Realizzata, col nome di villa della Marina, nel 1861 - in occasione della sistemazione a giardinaggio della zona del mercato del pesce all'aperto (l'attuale
pescheria), che ammorbava l'aria, - in una vasta area, liberata dalle inondazioni del fiume Amenano che la tenevano melmosa. Sindaco, primo sindaco della città era il cav. Giacomo Gravina. Era un "luogo di delizie", con pini e ippocastani frondosi, ponticelli di legno, un laghetto formato da due ruscelli; lo frequentavano signore e signori, eleganti e paciosi, che vi ascoltavano i concerti della banda cittadina dopo la passeggiata della MArina.

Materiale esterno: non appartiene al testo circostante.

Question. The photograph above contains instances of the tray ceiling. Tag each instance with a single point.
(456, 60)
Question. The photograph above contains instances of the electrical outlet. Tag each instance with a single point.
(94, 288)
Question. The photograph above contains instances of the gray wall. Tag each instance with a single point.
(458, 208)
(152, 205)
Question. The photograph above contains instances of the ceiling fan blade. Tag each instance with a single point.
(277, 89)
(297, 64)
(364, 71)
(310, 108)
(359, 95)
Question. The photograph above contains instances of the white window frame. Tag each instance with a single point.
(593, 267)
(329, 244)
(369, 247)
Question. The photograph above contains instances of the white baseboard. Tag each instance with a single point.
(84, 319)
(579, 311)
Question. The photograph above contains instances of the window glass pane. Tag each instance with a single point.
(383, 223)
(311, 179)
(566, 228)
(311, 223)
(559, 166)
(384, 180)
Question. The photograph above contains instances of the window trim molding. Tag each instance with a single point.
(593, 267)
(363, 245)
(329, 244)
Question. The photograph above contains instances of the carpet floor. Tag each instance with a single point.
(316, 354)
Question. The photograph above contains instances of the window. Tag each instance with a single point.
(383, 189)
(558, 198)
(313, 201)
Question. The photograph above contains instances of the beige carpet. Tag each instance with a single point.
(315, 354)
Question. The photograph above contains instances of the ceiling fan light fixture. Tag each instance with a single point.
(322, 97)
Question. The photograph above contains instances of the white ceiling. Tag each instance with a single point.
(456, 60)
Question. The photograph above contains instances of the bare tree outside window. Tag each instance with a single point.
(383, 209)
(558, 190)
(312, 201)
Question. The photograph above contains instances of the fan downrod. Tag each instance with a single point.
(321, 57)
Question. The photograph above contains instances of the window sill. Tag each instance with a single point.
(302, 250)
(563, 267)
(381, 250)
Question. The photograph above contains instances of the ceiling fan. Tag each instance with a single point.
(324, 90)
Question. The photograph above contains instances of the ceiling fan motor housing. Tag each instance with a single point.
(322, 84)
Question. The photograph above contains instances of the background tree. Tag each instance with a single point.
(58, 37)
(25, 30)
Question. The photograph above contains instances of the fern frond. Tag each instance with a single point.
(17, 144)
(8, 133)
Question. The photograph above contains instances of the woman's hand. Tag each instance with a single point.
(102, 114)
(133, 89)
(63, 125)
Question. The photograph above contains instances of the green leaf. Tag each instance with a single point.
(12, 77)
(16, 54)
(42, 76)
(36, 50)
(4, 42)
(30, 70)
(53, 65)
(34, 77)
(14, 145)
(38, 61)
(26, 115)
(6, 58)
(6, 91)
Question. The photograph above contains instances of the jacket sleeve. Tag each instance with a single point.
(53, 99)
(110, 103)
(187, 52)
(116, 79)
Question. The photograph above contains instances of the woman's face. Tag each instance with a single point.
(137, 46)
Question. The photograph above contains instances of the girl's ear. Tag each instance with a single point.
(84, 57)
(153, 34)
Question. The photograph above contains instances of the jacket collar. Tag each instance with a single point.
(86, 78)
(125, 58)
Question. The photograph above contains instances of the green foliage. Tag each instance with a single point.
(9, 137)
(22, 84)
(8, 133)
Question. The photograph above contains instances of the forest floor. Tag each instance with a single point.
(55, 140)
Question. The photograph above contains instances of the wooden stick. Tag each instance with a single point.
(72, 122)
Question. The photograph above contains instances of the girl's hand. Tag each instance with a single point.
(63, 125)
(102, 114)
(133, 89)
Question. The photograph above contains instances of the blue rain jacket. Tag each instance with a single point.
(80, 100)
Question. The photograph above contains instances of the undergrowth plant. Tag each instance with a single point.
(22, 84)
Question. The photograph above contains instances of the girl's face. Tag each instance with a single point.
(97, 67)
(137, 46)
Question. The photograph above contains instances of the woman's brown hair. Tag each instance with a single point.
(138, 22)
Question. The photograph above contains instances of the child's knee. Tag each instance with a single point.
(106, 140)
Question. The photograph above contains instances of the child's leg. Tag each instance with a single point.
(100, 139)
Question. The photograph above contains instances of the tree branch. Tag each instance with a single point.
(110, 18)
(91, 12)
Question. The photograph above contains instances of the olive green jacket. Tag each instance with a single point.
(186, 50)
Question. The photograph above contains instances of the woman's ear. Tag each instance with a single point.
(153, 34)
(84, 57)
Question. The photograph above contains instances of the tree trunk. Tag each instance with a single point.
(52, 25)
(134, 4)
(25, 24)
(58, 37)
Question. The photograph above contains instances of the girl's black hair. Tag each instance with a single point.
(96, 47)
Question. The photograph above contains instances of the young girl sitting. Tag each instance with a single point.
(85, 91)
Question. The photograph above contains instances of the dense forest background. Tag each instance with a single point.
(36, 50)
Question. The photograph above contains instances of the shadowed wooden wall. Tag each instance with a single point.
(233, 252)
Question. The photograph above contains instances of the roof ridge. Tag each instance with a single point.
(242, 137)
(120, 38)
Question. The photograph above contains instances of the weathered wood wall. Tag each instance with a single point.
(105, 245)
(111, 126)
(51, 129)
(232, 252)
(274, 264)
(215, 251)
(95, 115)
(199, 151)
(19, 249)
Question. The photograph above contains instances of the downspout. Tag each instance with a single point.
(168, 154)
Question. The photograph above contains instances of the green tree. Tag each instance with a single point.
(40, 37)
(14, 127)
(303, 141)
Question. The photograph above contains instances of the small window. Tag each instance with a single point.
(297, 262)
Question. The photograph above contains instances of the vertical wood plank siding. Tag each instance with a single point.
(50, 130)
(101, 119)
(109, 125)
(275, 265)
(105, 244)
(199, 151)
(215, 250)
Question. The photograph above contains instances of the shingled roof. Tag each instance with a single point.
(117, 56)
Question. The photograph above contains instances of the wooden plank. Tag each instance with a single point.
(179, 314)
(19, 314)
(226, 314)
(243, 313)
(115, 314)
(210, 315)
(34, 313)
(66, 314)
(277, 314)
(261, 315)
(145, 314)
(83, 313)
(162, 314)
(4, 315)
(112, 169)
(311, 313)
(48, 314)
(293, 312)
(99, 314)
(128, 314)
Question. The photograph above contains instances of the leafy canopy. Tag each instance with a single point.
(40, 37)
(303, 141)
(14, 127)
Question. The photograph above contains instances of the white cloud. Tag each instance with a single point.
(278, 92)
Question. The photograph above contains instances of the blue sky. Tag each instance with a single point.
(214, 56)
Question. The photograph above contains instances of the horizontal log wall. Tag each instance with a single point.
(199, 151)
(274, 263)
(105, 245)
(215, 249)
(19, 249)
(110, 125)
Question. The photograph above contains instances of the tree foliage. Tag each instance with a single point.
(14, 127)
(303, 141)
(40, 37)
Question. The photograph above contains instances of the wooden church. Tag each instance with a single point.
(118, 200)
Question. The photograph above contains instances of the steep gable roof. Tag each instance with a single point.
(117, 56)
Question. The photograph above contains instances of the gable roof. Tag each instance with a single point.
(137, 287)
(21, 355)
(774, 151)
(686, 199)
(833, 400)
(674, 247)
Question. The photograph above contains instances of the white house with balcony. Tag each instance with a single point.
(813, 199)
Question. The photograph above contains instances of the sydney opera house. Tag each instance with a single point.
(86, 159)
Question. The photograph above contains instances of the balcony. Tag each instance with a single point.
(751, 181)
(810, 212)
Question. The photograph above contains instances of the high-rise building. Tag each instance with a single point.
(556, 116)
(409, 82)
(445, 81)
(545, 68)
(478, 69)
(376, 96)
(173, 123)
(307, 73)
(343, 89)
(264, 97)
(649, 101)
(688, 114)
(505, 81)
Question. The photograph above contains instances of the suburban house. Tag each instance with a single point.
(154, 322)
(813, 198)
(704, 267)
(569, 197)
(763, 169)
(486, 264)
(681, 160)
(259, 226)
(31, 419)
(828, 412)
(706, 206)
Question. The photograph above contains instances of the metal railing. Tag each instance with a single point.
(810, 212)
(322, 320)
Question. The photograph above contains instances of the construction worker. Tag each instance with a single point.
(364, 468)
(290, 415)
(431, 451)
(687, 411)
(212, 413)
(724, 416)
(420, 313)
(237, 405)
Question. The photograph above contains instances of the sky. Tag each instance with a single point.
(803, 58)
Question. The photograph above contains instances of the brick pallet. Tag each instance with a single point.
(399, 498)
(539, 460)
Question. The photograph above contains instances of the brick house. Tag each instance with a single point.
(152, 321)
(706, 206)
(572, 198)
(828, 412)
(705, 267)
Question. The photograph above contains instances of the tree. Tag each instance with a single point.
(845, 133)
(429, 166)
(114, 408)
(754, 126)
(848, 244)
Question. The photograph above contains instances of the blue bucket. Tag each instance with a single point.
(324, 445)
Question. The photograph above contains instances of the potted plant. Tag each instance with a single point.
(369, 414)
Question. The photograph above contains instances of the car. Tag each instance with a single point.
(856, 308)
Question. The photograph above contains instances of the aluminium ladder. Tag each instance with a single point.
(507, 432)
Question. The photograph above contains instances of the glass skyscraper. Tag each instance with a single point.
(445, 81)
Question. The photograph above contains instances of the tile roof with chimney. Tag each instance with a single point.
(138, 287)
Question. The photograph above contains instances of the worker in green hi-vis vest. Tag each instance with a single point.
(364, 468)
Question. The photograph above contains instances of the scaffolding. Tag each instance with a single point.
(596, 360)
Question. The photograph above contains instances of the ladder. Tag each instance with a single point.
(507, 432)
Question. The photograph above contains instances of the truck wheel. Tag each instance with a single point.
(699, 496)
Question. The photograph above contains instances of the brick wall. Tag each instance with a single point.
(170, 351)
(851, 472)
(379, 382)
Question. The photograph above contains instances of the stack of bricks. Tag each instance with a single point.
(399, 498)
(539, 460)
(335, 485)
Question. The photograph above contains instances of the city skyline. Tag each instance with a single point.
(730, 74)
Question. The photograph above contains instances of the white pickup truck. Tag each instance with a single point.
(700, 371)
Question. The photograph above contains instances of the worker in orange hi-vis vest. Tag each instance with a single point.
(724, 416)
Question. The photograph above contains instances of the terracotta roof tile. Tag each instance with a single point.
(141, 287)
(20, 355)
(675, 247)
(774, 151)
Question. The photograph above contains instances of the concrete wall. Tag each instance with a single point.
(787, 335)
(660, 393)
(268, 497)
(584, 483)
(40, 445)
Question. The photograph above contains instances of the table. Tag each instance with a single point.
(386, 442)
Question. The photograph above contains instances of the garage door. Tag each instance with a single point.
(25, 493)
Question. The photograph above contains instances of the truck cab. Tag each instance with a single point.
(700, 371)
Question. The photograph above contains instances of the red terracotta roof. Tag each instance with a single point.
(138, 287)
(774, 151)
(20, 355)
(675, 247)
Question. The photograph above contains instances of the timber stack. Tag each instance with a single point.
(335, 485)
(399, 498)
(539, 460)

Nel secondo capitolo del romanzo Una peccatrice (1866), Giovanni Verga descrisse l'atmosfera della Marinae della sua villetta. I concerti nei giorni festivi erano due: uno a mezzogiorno, l'altro di sera; Benedetto Cristadoro, dandone notizia nelle sue cronache, precisò che quello diurno fu, in seguito, ritardato di mezz'ora su richiesta di alcune signore della buona società che volevano avere il tempo di "essere compite nella toletta". Nel 1879 i catanesi vollero onorare il cittadino Giovanni Pacini (1796 - 1867), musicista la cui fama era stata sempre oscurata da quella di Bellini; e l'amministrazione comunale deliberò di immortalarlo nel marmo; "venne dato - racconta Saverio Fiducia - l'incarico del monumento al migliore statuario dell'epoca, a Giovanni Duprè" (1817 - 1882). Il monumento fu collocato nella villetta alla Marina, che con l'occasione fu ribattezzata villa (i villetta) Pacini; ma la notte fra il 29 e il 30 gennaio 1977 uno strano ladro ne rubò la testa poi rifatta da Salvo Giordano) a bbandono a terra i restanti cocci.
Nei primi di gennaio 1880 la banda cittadina eseguiva i suoi concerti in piazza dei Martiri, anziché nella villetta Pacini, dove si stavano eseguendo lavori di abbellimento; i cittadini protestarono poiché in piazza dei Martiri tirava vento, e i concerti furono trasferiti in piazza Università; ultimati i lavori, tornarono alla villetta Pacini.
Nel 1908 furono eseguiti i lavori per la costruzione del viadotto ferroviario, che coinvolsero, in un breve tratto, anche la villetta; si discusse a lungo, anche in Consiglio comunale, se quei tozzi archi dovessero essere cancellati e trasferiti altrove; ma non se ne fece nulla, ed essi rimasero lungo la passeggiata alla Marina, imbruttendo anche la villetta.
Poi (primi decenni del Novecento) le donne disertarono quel sito ameno, cui fu data la denominazione popolaresca di vill'e varagghi: cioè "il giardino... dove sfaccendati e vecchi sbadigliavano, per fame o per noia"; vi si giocava a smarredda (filetto), con la scacchiera disegnata sui bianchi sedili e i sassolini bianchi e neri a far da pedine; vi si udivano "la malinconica voce dell'acquafriscaru, il picchiare reiterato del coltellaccio d'un venditore di tonno nella vicina pescheria, poi il trasvolare rapido di un treno sul viadotto. Con gli anni tutta la poesia d'un tempo scomparve.